Mientras el reloj se acerca a la medianoche y las mesas se llenan de brindis y despedidas, hay quienes ponen especial atención en cada movimiento durante las últimas horas del año. Para muchas familias en México, el 31 de diciembre no solo es una fecha de celebración, sino un momento en el que las acciones cotidianas adquieren un significado especial, impulsadas por creencias populares que buscan atraer un mejor inicio de año.
Estas prácticas, transmitidas de generación en generación, no tienen respaldo científico, pero siguen presentes en la vida diaria de millones de personas. Más allá de la superstición, forman parte de una manera simbólica de cerrar ciclos, dejar atrás lo negativo y recibir el nuevo año con expectativas renovadas.
Acciones que algunos evitan antes de la medianoche
Entre las creencias más comunes está la de no barrer ni sacar la basura durante la noche del 31 de diciembre. Según la tradición, estas acciones representan alejar la buena fortuna o las oportunidades que podrían presentarse en los meses siguientes. Por ello, hay hogares donde la limpieza se adelanta o se pospone hasta el 1 de enero.
También se procura no romper objetos, especialmente platos o vasos. En el imaginario popular, los objetos rotos simbolizan conflictos, escasez o problemas personales. De la misma forma, muchas personas evitan discusiones, reclamos o enojos, con la idea de no cerrar el año cargando tensiones que podrían prolongarse.
Otras recomendaciones habituales incluyen no usar ropa dañada o sucia, no quedarse dormido antes de la medianoche y evitar recibir el Año Nuevo en soledad, ya que esto último suele asociarse con un año de distanciamiento o aislamiento social.
Por qué estas creencias siguen vigentes
Investigadores y especialistas en tradiciones culturales explican que este tipo de rituales persisten porque ayudan a las personas a enfrentar la incertidumbre del futuro.
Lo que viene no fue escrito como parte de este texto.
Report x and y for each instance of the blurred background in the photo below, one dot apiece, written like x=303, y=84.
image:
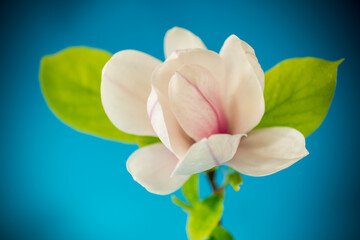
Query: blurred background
x=56, y=183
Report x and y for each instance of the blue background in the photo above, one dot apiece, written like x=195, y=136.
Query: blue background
x=57, y=183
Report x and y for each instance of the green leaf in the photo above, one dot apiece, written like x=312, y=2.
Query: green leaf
x=204, y=217
x=220, y=233
x=190, y=189
x=298, y=93
x=235, y=180
x=180, y=203
x=70, y=81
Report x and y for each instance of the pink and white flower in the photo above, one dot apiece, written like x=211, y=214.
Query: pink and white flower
x=202, y=105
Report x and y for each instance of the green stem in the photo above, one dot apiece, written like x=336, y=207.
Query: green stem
x=211, y=177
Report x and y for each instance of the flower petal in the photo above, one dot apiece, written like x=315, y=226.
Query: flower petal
x=157, y=120
x=208, y=153
x=151, y=166
x=180, y=38
x=180, y=142
x=195, y=102
x=245, y=103
x=269, y=150
x=125, y=87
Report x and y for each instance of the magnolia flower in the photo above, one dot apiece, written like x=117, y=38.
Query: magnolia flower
x=203, y=107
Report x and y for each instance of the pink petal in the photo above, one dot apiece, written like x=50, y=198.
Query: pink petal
x=245, y=101
x=269, y=150
x=179, y=140
x=196, y=103
x=180, y=38
x=208, y=153
x=125, y=87
x=157, y=119
x=152, y=166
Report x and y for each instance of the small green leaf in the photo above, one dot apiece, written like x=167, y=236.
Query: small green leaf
x=204, y=217
x=180, y=203
x=70, y=81
x=298, y=93
x=220, y=233
x=235, y=180
x=190, y=189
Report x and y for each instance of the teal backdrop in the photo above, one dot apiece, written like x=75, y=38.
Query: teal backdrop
x=56, y=183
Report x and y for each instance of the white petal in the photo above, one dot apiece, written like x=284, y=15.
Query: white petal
x=269, y=150
x=180, y=38
x=208, y=153
x=179, y=140
x=125, y=87
x=245, y=101
x=157, y=119
x=196, y=103
x=151, y=166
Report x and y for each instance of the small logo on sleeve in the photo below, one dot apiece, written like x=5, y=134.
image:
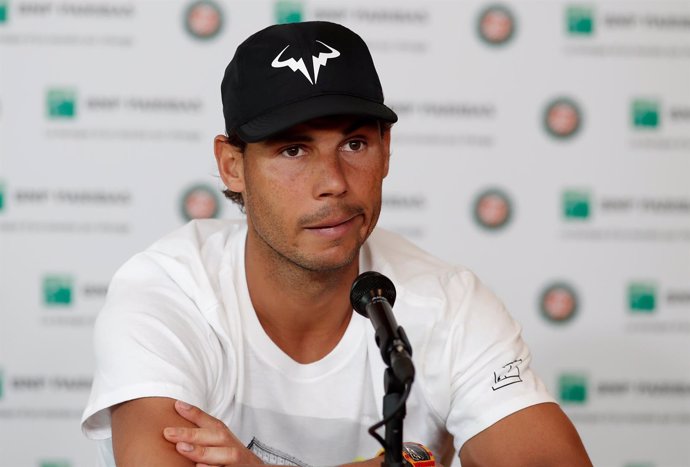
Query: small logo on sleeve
x=507, y=375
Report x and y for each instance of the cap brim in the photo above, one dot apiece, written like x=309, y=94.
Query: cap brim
x=290, y=115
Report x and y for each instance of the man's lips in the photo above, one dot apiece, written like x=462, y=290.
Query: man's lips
x=331, y=223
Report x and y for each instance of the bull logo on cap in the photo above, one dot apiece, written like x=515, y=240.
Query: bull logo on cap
x=299, y=65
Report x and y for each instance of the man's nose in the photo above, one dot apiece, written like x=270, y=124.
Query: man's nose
x=330, y=177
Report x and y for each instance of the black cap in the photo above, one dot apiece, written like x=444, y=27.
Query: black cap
x=290, y=73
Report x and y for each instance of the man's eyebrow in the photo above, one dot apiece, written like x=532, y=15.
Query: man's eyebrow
x=297, y=137
x=357, y=124
x=287, y=137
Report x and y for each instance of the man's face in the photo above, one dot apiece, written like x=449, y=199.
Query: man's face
x=313, y=193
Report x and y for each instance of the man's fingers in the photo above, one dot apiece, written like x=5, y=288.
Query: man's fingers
x=202, y=436
x=209, y=455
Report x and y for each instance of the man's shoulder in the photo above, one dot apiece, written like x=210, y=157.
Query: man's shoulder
x=199, y=235
x=187, y=260
x=386, y=249
x=411, y=268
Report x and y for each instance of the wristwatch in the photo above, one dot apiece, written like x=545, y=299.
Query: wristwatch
x=415, y=455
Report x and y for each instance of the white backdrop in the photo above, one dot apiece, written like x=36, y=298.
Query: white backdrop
x=544, y=144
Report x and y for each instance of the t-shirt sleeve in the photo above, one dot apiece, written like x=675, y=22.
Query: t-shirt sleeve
x=491, y=376
x=150, y=340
El cambio de año suele venir acompañado de expectativas económicas, personales y familiares, y seguir ciertas reglas brinda una sensación de orden y control.
Además, muchas de estas costumbres promueven valores como la convivencia, la armonía familiar y el cuidado de las relaciones personales, más allá de su significado supersticioso.
Al final, cada persona decide qué tanto peso dar a estas tradiciones. Para algunos son simples rituales heredados; para otros, una forma de iniciar el año con intención y optimismo. Lo cierto es que, con o sin creencias, el 31 de diciembre sigue siendo un punto de partida para reflexionar, cerrar etapas y plantear nuevos objetivos.